The classical material conditional is given a truth-functional definition that can be determined with truth-tables. Intuitionistic implication is a kind of strict implication that can be translated to S4 modal logic via □(A′→B′) where A′ and B′ are the translations of formulas A and B of Intuitionism to corresponding formulas in classical S4. The full translation can be found here: https://en.m.wikipedia.org/wiki/Modal_companion
Going with the same translation, if we add ¬¬A→A to Intuitionism, we get Classical Propositional Logic, even though the corresponding frame condition is Euclidean, as opposed to reflexive and functional. This is due to the fact that propositional atoms obey the heredity condition:
If w is a world and p a propositional atom, then for any world v such that w≤v, if w⊩p, then v⊩p.
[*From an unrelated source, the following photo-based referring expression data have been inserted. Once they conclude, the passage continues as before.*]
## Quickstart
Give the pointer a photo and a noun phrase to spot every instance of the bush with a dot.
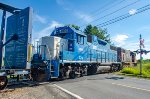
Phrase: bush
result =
(136, 70)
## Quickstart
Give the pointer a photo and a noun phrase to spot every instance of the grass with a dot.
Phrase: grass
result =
(135, 71)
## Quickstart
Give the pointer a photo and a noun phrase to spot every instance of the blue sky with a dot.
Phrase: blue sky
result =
(51, 13)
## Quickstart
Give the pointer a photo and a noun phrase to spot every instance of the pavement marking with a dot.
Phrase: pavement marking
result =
(68, 92)
(131, 87)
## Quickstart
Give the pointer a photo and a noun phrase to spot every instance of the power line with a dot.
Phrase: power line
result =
(111, 7)
(112, 12)
(98, 10)
(122, 17)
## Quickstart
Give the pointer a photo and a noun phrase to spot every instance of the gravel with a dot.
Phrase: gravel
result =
(45, 91)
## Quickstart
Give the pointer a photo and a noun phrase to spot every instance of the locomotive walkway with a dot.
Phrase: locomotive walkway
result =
(106, 86)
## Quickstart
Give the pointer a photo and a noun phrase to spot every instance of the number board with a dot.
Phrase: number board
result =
(16, 52)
This corresponds to the fact that the translation of a propositional atom p of Intuitionism gets mapped to □p in S4.
If the heredity principle is removed, then it seems the only way to get a “strict” implication out of Classical Logic is to translate a formula A of Classical Propositional Logic to a formula A’ of the modal logic known as K=, also known as Triv.
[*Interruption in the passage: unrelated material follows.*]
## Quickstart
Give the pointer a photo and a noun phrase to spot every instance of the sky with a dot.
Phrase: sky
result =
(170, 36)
I know that both S5 and Triv are strong systems, but technically one can interpret classical implication via one of these systems, depending on whether or not the heredity principle is assumed.
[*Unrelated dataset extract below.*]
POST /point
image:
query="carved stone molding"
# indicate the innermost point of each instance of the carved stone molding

What are the philosophical motivations for discounting these modal companions from being seen as sufficient for formalizing strict implication? If strict implication simpliciter is just some implication of the form □(A→B), then it seems like one could just define material implication as a strict implication, and abandon truth tables for being too simplistic or for not being able to account for infinitely many valuations/worlds. I understand that strict implication was developed to prevent some of the oddities of material implication; I guess my question is whether or not it even makes sense to consider modal companions that validate the classical material conditional as a strict conditional, and if so, then where and why is the line drawn?